Surabaya (Trigger.id) – João Gilberto Prado Pereira de Oliveira, lebih dikenal dengan nama João Gilberto, lahir di tanah yang tandus di timur laut Brasil. Ia mulai dikenal sebagai penyanyi pada era 1950. Jauh sebelum itu, Gilberto hanyalah seorang anak yang lahir di Bahia, sebuah kawasan paling miskin di Brasil.
Dalam laporan The Economist, Gilberto diceritakan seringkali menghabiskan berbulan-bulan waktunya untuk bermain gitar. Aksinya itu tak dilakukan di rumahnya sendiri, melainkan di kamar tidur rumah saudarinya.
Gilberto memang begitu terobsesi menciptakan cara baru dalam memetik gitar. Ia tergila-gila pada Frank Sinatra, penyanyi jazz kondang asal AS. Segala cara dia tempuh untuk menjadi ‘sesempurna’ Sinatra. Caranya, dengan belajar secara otodidak.
Dari hasil ketekunan bermain gitar, Gilberto lantas menemukan formula baru dalam gaya bermusik. Gaya itu ia sebut sebagai Bossa Nova. Seni memunculkan ritme yang singkat, ditambah akord (kumpulan tiga nada) yang kompleks. Serta diiringi dengan gaya bernyayi yang lembut.
Bossa Nova adalah perpaduan antara musik tradisional Brasil, samba, dengan aliran musik jazz.

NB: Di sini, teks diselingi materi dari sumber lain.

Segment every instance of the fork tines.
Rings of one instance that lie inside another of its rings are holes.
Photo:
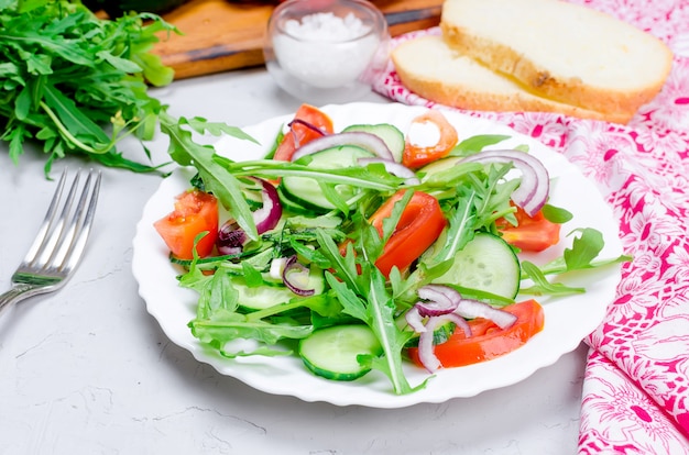
[[[67,169],[63,171],[45,219],[24,258],[22,268],[31,267],[34,270],[46,269],[56,273],[69,273],[78,263],[94,221],[101,177],[100,171],[89,170],[78,203],[72,210],[78,192],[80,174],[79,170],[74,177],[61,209]]]

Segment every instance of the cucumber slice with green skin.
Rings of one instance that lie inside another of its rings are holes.
[[[264,286],[249,287],[239,278],[233,279],[232,285],[239,293],[239,306],[248,311],[264,310],[280,303],[288,302],[294,298],[299,298],[299,296],[292,292],[286,286],[277,286],[274,282]],[[311,267],[304,287],[306,289],[314,289],[317,295],[322,293],[326,287],[322,270],[317,267]]]
[[[357,360],[360,354],[379,356],[383,347],[368,325],[333,325],[319,329],[299,341],[304,365],[317,376],[332,380],[354,380],[370,368]]]
[[[299,202],[292,199],[292,196],[285,192],[282,186],[277,187],[277,195],[280,196],[280,203],[282,204],[283,210],[295,214],[307,214],[313,211],[307,207],[304,207]]]
[[[317,152],[313,155],[309,167],[319,169],[340,169],[347,167],[359,166],[359,158],[372,158],[373,153],[353,145],[343,145],[325,151]],[[318,182],[308,177],[288,177],[282,178],[281,188],[289,199],[302,207],[316,210],[329,211],[336,207],[324,196]],[[349,185],[337,185],[335,190],[344,200],[352,198],[359,191],[358,188]]]
[[[452,336],[452,333],[455,333],[455,329],[456,325],[452,322],[446,322],[445,324],[440,324],[436,330],[433,331],[433,345],[437,346],[438,344],[442,344],[448,341],[450,336]],[[404,347],[418,347],[418,339],[419,334],[416,333],[404,344]]]
[[[497,235],[477,233],[455,255],[449,270],[433,280],[457,285],[513,299],[520,291],[520,259],[507,242]]]
[[[349,125],[342,133],[360,131],[363,133],[375,134],[380,138],[383,140],[392,156],[395,158],[395,162],[402,163],[402,155],[404,154],[404,134],[400,129],[395,125],[391,125],[390,123],[378,123],[378,124],[358,124],[358,125]]]

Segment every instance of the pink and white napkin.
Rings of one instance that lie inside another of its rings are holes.
[[[594,180],[620,220],[625,252],[614,302],[591,347],[580,454],[689,454],[689,2],[570,0],[663,40],[674,52],[661,92],[627,125],[559,114],[462,111],[504,123],[564,154]],[[412,32],[393,45],[437,27]],[[373,89],[433,107],[392,64]]]

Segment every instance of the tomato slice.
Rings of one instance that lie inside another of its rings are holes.
[[[175,209],[154,224],[173,255],[182,259],[194,257],[194,238],[208,231],[196,245],[199,256],[212,252],[218,237],[218,200],[197,189],[177,196]]]
[[[457,145],[457,130],[447,121],[442,113],[429,110],[415,118],[412,123],[433,123],[438,127],[440,137],[435,145],[418,146],[413,144],[407,136],[402,164],[412,169],[417,169],[428,163],[446,157],[452,147]]]
[[[542,252],[560,241],[560,224],[546,220],[539,211],[529,217],[517,207],[515,212],[517,225],[510,224],[501,219],[495,222],[502,237],[511,245],[524,252]]]
[[[456,331],[447,342],[435,346],[435,354],[445,368],[478,364],[508,354],[524,345],[543,330],[543,307],[536,300],[525,300],[505,307],[503,310],[517,317],[508,329],[502,330],[492,321],[477,318],[469,321],[471,337],[461,330]],[[418,348],[408,349],[409,357],[418,366]]]
[[[331,134],[332,120],[321,110],[310,104],[302,104],[294,114],[295,120],[302,120],[314,126],[319,127],[322,132]],[[302,145],[320,137],[321,134],[311,130],[299,122],[293,122],[287,134],[284,135],[282,142],[275,149],[273,159],[289,162],[294,152]]]
[[[404,193],[404,190],[397,191],[369,220],[379,234],[383,235],[383,220],[391,217],[395,202]],[[438,200],[428,193],[415,191],[375,266],[385,277],[394,266],[404,270],[438,238],[446,225],[447,220]]]

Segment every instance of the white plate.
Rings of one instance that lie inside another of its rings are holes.
[[[425,108],[404,104],[351,103],[322,108],[333,120],[336,131],[352,123],[387,122],[406,131],[412,119]],[[527,144],[540,158],[553,178],[550,202],[573,213],[573,221],[562,234],[573,228],[590,226],[603,233],[603,257],[622,254],[617,223],[592,182],[559,154],[537,141],[489,121],[446,112],[457,127],[460,140],[475,134],[507,134],[512,140],[497,144],[505,148]],[[282,124],[291,116],[267,120],[244,131],[262,145],[252,145],[231,137],[217,144],[218,153],[236,159],[258,158],[265,154]],[[503,357],[462,368],[440,370],[418,392],[395,396],[386,377],[378,371],[353,382],[321,379],[308,373],[297,357],[261,357],[228,359],[205,348],[190,333],[187,323],[195,317],[197,296],[177,286],[179,269],[169,264],[167,249],[152,224],[172,210],[173,198],[188,188],[189,169],[177,169],[161,184],[146,203],[136,226],[133,254],[133,274],[139,292],[149,312],[157,319],[167,336],[188,349],[200,362],[212,365],[223,375],[236,377],[259,390],[297,397],[305,401],[327,401],[338,406],[361,404],[375,408],[401,408],[419,402],[442,402],[456,397],[471,397],[484,390],[521,381],[538,368],[554,364],[561,355],[573,351],[581,340],[602,321],[605,309],[614,299],[621,278],[620,266],[568,277],[567,282],[586,286],[584,295],[560,299],[540,299],[545,307],[545,328],[525,346]],[[562,235],[561,244],[550,255],[569,246],[570,237]],[[549,259],[540,257],[539,262]],[[426,378],[425,370],[405,366],[412,386]]]

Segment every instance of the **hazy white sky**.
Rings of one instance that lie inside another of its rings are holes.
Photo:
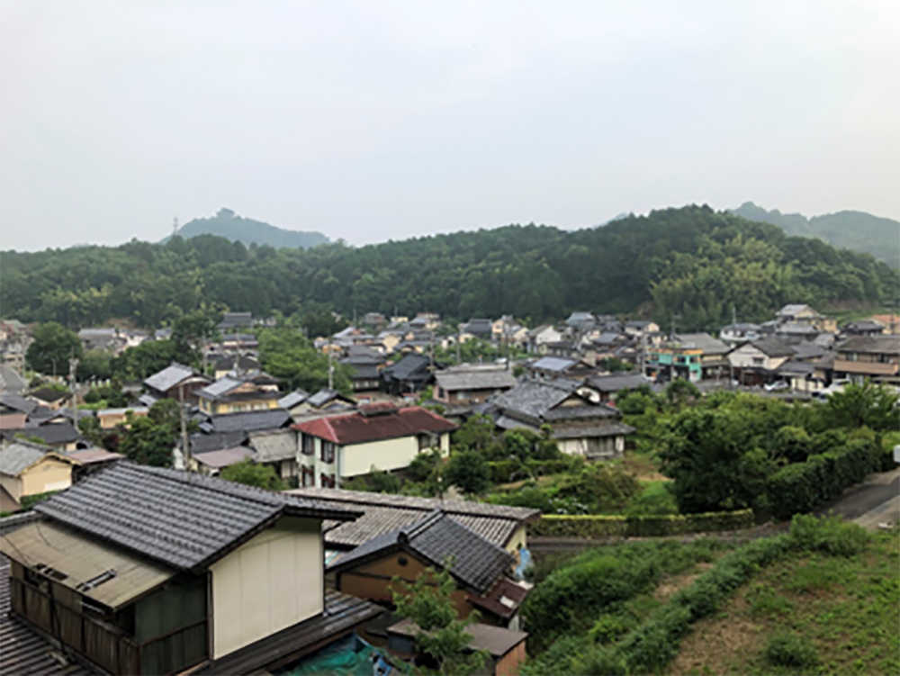
[[[900,218],[900,2],[0,4],[0,247]]]

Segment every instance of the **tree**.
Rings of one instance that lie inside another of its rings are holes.
[[[445,476],[447,482],[471,495],[490,488],[490,467],[478,451],[457,451],[450,455]]]
[[[397,614],[415,624],[418,652],[436,663],[438,673],[465,676],[477,673],[488,655],[469,648],[472,635],[466,627],[478,621],[478,613],[459,617],[453,601],[456,585],[449,572],[452,563],[445,561],[439,572],[426,568],[411,584],[394,578],[391,593]]]
[[[283,488],[281,479],[271,466],[256,464],[249,459],[229,465],[219,476],[229,482],[265,488],[267,491],[281,491]]]
[[[25,362],[28,367],[40,374],[68,373],[68,360],[80,359],[81,341],[75,331],[62,324],[50,321],[34,329],[34,340],[28,346]]]
[[[259,332],[259,361],[263,369],[282,381],[287,390],[318,392],[328,384],[328,358],[317,351],[300,331],[269,329]],[[347,367],[333,362],[334,388],[353,393]]]
[[[832,427],[889,432],[900,428],[900,400],[867,379],[861,385],[851,383],[843,392],[829,395],[824,416]]]
[[[119,444],[119,453],[130,460],[155,467],[168,467],[172,451],[181,433],[181,406],[174,399],[161,399],[146,417],[128,416],[128,431]],[[192,421],[188,431],[196,423]]]
[[[219,334],[218,319],[204,310],[195,310],[179,318],[172,328],[176,358],[183,364],[197,365],[203,343]]]

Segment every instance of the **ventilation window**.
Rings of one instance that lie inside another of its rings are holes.
[[[105,572],[101,572],[96,577],[91,578],[90,580],[82,582],[81,584],[79,584],[75,589],[77,591],[81,591],[81,592],[90,591],[94,587],[99,587],[101,584],[103,584],[104,582],[109,581],[110,580],[112,580],[115,576],[116,576],[115,569],[114,568],[110,568]]]

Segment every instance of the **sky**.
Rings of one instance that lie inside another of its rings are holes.
[[[900,219],[896,0],[0,4],[0,248]]]

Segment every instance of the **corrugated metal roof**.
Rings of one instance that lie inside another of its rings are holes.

Kala Gilberto tengah naik daun, ia mulai dekat dengan Antônio Carlos Jobim. Perkenalan pertama mereka terjadi pada 1957 di Rio de Jeneiro. Jobim sendiri bukan orang sembarangan. Saat itu, Ia adalah musisi sekaligus direktur label rekaman bernama Odeon Records.
Menurut Jobim, Gilberto adalah sosok musisi yang berbakat. Bahkan, ia punya ide untuk menggunakan irama gitar Alberto untuk lagunya yang belum selesai, yaitu ‘Chega de Saudade’.
Dari segi penghasilan, ‘Chega de Saudade’ memang tak begitu istimewa. Namun, berkat lagu itu, Brasil memiliki sebuah gaya bermusik baru yakni Bossa Nova.
‘The Girl of Ipanema‘ yang Melegenda
Di tahun 1962, Gilberto menelurkan sebuah album ‘Getz/Gilberto’ bersama istrinya saat itu, Astrud Gilberto, Stan Getz, dan Jobim. Kala itu, album tersebut menjadi salah satu album jazz terlaris sepanjang masa. Sejarah mencatat bahwa album itu terjual terjual lebih dari dua juta copy di 1964.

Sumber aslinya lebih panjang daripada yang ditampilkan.